Few flowers are as widely recognised as the poppy and people with little knowledge of plants will generally be able to identify one. In part this is due to its tenacious presence both in rural lanes and fields and on wasteland and verges in towns. Mainly, though, it is the poppy’s status as an emblem of remembrance that has ensured it is deeply embedded in our psyches. It is an influential flower and it has a fascinating history. Here are ten facts you probably don’t know about poppies.
There are more than 70 species of Papaver, in a range of shapes and colours to suit a range of occasion and plant palette. Its versatility is one of its strengths and just one of the many reasons why it such a popular garden flower.
Papaver grows mainly in the northern hemisphere, including within the Arctic Circle, with one species found in southern Africa. They are part of the Papaveraceae family, which includes other genera commonly referred to as poppies, such as Meconopsis (the Himalyan poppy) and Eschscholzia (the Californian poppy).
Artist and gardener Sir Cedric Morris was a keen poppy hunter and after the Second World War, Morris scoured the Suffolk countryside for variations in the common field poppy Papaver rhoeas and eventually bred a range with a smoky-grey sheen to the petals.

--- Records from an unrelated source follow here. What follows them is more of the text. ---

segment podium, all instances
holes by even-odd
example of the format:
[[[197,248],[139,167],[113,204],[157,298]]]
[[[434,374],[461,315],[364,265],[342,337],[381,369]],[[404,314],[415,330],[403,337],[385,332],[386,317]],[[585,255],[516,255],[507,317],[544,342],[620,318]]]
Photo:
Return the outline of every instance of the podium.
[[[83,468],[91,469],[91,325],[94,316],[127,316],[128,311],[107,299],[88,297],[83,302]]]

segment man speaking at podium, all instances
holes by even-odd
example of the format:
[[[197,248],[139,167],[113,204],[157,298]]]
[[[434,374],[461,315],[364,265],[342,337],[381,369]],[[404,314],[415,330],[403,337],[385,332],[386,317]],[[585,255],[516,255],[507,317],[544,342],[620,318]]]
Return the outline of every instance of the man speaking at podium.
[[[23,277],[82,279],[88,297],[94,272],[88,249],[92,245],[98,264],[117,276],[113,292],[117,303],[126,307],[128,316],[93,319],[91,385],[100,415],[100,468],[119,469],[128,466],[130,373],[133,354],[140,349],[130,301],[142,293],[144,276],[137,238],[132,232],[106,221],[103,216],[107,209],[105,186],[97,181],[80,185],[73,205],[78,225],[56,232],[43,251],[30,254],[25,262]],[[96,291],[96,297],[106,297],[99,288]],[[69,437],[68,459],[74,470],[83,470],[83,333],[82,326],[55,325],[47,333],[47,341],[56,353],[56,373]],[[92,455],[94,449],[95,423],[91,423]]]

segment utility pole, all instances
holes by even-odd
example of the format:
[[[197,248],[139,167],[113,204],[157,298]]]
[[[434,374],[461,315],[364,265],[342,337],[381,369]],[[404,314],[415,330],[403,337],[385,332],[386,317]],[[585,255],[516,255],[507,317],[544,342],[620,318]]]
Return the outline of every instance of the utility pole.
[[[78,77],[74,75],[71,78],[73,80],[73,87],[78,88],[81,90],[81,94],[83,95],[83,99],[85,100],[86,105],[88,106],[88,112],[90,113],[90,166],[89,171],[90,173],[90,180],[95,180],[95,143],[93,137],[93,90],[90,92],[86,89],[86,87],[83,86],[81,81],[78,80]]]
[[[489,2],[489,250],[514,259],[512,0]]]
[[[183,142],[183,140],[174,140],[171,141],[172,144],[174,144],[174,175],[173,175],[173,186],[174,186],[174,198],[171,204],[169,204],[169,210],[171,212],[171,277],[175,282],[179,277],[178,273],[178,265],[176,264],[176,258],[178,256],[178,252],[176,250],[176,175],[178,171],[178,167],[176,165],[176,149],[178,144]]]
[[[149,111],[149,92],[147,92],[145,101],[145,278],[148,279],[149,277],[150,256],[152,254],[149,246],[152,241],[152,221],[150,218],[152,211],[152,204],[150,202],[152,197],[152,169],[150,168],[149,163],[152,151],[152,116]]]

As long ago as 2700 BCE the Minoans, a sophisticated civiliation based around Crete, are known to have cultivated poppies for their seed.
The genus is wide ranging and encompasses species whose flowers can be extremely different. The opium poppy is far less elegant and fragile than the field poppy and produces flowers that are burly and flamboyant.
Culinary poppy seeds are a source of minerals, calcium and iron and are derived mainly from the opium poppy P. somniferum.
P. orientale is amongst the most widely grown perennial and its typically blousey flowers have made it popular in exuberant planting design. Most cultivars were bred in Britain in the early 20th century by nurseryman Amos Perry.
P. orientale ‘Patty’s Plum’ was found growing on the compost heap of one Mrs Patricia Marrow in the 1980s. Its dusky plum-coloured flowers caused a sensation when the plant was first introduced.
In China, Taiwan and Singapore the seeds are banned because of their potential to be used in to grow opium poppies and even food containing the seeds is prohibited, although the ripe seed has negligible narcotic properties.
Golden morphia poppy heads are displayed on the Royal College of Anaesthetists coat of arms as they represent general anaesthetic and analgesia.